On January 21, we met with Katie’s cardiologist for one of these visits. Results from the echocardiogram showed that there had been an increase in pressure within the heart, to a level the cardiologist was uncomfortable with. To again have a more accurate reading of the pressures within the heart, he recommended another heart cath be performed. We initially scheduled the procedures for late March, but decided to move it up to February 12 based on the desire to have results sooner, and because the possibility of scheduling sooner opened up.
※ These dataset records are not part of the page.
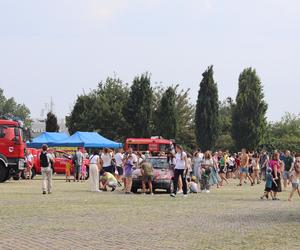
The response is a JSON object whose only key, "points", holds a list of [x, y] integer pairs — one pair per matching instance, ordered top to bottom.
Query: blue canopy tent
{"points": [[49, 138], [88, 140]]}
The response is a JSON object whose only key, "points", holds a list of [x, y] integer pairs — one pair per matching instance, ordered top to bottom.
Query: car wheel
{"points": [[4, 173], [171, 188]]}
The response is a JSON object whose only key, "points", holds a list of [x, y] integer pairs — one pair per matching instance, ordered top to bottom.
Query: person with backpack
{"points": [[45, 161], [77, 161], [180, 170]]}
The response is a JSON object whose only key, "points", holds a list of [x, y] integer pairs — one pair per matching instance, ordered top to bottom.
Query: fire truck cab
{"points": [[12, 149]]}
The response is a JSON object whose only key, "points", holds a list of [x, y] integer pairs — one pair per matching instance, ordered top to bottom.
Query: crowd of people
{"points": [[193, 173]]}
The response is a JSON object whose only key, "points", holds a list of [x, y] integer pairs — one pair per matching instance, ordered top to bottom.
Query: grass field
{"points": [[73, 218]]}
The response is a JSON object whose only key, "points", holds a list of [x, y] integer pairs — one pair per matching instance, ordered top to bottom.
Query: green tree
{"points": [[111, 97], [138, 109], [101, 110], [207, 110], [249, 112], [166, 115], [81, 117], [185, 120], [51, 123], [225, 141]]}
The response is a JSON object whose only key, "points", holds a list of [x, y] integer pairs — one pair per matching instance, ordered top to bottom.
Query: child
{"points": [[68, 172], [83, 172], [128, 174], [294, 177], [205, 179], [193, 186], [268, 186]]}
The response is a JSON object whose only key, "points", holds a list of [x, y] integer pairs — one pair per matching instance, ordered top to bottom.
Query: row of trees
{"points": [[118, 111]]}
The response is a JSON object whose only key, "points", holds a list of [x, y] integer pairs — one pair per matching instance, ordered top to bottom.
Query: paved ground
{"points": [[73, 218]]}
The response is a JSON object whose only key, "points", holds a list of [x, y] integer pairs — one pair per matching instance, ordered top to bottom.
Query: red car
{"points": [[61, 158], [163, 175]]}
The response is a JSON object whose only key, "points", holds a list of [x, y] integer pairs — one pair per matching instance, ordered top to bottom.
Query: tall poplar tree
{"points": [[138, 109], [207, 110], [249, 112], [166, 114]]}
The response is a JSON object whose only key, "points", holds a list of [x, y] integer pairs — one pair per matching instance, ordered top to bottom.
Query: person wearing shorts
{"points": [[288, 162], [147, 176], [295, 177], [108, 180]]}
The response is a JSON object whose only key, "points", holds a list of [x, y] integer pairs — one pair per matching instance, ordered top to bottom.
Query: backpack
{"points": [[74, 159], [44, 160]]}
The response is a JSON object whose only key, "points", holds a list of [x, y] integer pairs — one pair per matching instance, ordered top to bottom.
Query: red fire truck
{"points": [[12, 149]]}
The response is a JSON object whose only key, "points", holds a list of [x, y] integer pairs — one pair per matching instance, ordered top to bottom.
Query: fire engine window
{"points": [[7, 133], [143, 147], [164, 147]]}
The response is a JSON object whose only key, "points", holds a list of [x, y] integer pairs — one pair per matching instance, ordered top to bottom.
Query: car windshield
{"points": [[159, 163]]}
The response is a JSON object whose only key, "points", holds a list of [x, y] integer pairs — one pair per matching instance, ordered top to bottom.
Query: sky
{"points": [[62, 48]]}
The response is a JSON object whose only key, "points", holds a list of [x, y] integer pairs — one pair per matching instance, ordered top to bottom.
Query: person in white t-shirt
{"points": [[106, 159], [180, 170]]}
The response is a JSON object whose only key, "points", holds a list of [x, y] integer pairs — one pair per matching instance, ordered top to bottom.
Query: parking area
{"points": [[73, 218]]}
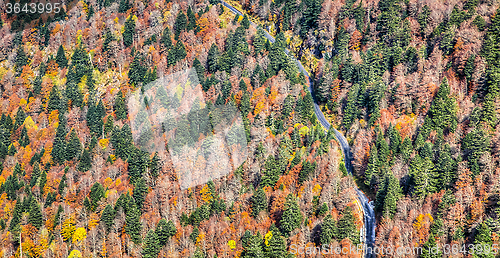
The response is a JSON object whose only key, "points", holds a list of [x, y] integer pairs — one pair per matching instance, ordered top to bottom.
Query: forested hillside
{"points": [[414, 84], [76, 183]]}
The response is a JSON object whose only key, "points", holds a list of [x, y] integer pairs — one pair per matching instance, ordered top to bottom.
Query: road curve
{"points": [[369, 214]]}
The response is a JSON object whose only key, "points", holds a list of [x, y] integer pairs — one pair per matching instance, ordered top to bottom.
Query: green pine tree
{"points": [[191, 20], [245, 23], [180, 24], [129, 30], [166, 39], [21, 59], [61, 59], [213, 59], [120, 107], [24, 139], [73, 148], [154, 166], [372, 169], [140, 191], [97, 192], [259, 202], [35, 215], [108, 216], [292, 217], [133, 225], [347, 227], [165, 230], [328, 230], [275, 246], [151, 247], [253, 247], [430, 249]]}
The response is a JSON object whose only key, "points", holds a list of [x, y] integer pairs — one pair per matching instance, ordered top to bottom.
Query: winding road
{"points": [[369, 214]]}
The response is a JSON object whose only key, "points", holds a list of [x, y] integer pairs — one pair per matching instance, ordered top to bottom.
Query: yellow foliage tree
{"points": [[206, 194], [68, 228], [79, 235], [75, 254]]}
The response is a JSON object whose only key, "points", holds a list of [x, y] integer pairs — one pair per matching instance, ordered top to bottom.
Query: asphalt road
{"points": [[369, 214]]}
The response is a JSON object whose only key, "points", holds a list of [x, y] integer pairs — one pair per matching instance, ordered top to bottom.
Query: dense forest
{"points": [[413, 85]]}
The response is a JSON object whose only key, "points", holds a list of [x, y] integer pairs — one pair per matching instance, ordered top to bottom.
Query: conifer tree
{"points": [[124, 6], [191, 20], [245, 23], [180, 24], [129, 30], [166, 39], [21, 59], [61, 59], [213, 59], [200, 70], [137, 71], [74, 94], [54, 102], [120, 107], [443, 109], [95, 116], [20, 117], [24, 139], [73, 148], [406, 149], [59, 150], [372, 169], [424, 176], [62, 184], [140, 191], [388, 195], [259, 202], [16, 215], [108, 216], [35, 217], [292, 217], [133, 224], [347, 227], [165, 230], [328, 230], [275, 246], [151, 247], [253, 247], [429, 247]]}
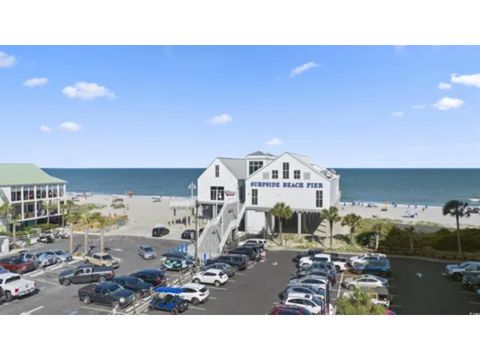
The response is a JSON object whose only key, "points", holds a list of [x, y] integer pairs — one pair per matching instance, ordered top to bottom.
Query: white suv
{"points": [[212, 277], [14, 286], [195, 293], [307, 302]]}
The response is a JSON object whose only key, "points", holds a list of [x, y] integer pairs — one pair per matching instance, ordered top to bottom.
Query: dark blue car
{"points": [[379, 268], [172, 304]]}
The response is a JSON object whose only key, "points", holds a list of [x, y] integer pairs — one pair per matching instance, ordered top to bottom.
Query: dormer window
{"points": [[254, 166]]}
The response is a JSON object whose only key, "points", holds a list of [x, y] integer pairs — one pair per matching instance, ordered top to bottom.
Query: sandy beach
{"points": [[144, 212]]}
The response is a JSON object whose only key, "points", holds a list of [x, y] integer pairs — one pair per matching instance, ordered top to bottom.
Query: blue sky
{"points": [[156, 106]]}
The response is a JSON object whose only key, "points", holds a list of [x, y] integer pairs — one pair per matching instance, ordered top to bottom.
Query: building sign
{"points": [[297, 185]]}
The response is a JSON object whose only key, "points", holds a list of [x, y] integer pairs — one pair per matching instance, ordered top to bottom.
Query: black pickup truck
{"points": [[85, 274], [107, 293]]}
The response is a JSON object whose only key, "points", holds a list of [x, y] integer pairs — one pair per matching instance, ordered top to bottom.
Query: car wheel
{"points": [[195, 301]]}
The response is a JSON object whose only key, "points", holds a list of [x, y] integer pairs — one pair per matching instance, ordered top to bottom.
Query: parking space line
{"points": [[32, 311]]}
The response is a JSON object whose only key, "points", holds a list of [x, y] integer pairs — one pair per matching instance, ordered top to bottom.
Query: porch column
{"points": [[299, 223]]}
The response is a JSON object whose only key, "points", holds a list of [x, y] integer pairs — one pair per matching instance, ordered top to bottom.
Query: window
{"points": [[254, 166], [286, 170], [217, 193], [254, 196], [319, 199]]}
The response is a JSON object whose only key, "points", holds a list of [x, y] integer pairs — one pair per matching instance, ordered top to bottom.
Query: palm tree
{"points": [[65, 209], [458, 209], [281, 211], [331, 215], [352, 221]]}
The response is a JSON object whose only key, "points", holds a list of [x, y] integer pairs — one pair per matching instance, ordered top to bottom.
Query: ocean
{"points": [[431, 187]]}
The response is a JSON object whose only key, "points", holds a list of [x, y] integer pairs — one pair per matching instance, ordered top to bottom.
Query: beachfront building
{"points": [[261, 180], [34, 195]]}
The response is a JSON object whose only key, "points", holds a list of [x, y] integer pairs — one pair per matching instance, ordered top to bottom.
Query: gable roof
{"points": [[260, 153], [238, 167], [25, 174]]}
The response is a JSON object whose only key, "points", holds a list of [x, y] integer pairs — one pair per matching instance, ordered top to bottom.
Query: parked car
{"points": [[160, 231], [189, 234], [46, 239], [254, 241], [247, 251], [147, 252], [308, 253], [62, 255], [179, 255], [46, 259], [102, 259], [238, 261], [174, 264], [17, 265], [381, 268], [227, 269], [456, 271], [318, 272], [85, 274], [151, 276], [211, 277], [316, 281], [471, 281], [361, 283], [137, 285], [14, 286], [304, 289], [106, 293], [195, 293], [308, 302], [173, 304], [289, 310]]}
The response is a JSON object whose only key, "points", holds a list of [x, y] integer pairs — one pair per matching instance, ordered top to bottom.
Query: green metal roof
{"points": [[25, 174]]}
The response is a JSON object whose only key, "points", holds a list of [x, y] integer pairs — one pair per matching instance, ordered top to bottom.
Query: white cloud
{"points": [[6, 60], [302, 68], [469, 80], [35, 82], [444, 86], [87, 91], [447, 103], [419, 106], [221, 119], [70, 126], [45, 129], [275, 142]]}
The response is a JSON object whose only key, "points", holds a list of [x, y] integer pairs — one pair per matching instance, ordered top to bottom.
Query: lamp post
{"points": [[192, 188]]}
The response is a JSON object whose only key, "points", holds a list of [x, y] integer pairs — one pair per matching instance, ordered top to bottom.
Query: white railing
{"points": [[218, 230]]}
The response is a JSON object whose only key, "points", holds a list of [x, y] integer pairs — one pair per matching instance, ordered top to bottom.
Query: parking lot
{"points": [[418, 286]]}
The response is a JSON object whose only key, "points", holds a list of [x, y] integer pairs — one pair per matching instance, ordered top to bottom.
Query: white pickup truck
{"points": [[14, 286]]}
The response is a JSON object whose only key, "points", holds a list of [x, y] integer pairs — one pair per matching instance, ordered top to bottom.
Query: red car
{"points": [[17, 265], [289, 310]]}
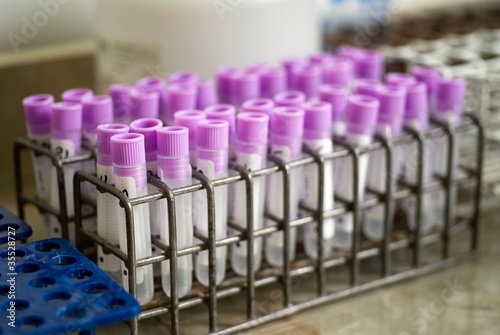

The procedure yesterday went smoothly, and Katie is recovering well today, though she remains sore. The results, however, were not as encouraging. The heart cath measurements showed pressure gradients within her heart that were higher than expected, and have moved into the “severe” range, meaning that surgery will almost certainly be needed to lower the gradient.

At this point, we do not have many details about what will be involved in the surgery, though we do know it will be an open heart procedure. At this point, we expect that there will be an attempt to clear out some of the narrowing below the aortic valve. Because Katie also has a condition known as left bundle branch block, and because of the area in the heart where the surgery will be performed, it is also likely that she will need a pacemaker following the surgery. An unknown at this point involves whether the surgeons will also want to replace her aortic valve with a mechanical valve at the same time they are fixing the blockage. There are significant potential downsides to both approaches, and we will will have to discuss with the surgeons about which approach is better in the weeks to come.

We are currently scheduled with for a followup visit with Katie’s cardiologist on April 1 (no April Fools joke). We do not have a firm date for when the surgery will take place at the moment, but expect that it will be sometime this summer.

We thank you all for your support and prayers in this time. We will update this page as new information becomes available, and try to use it as a centralized place to keep everyone informed.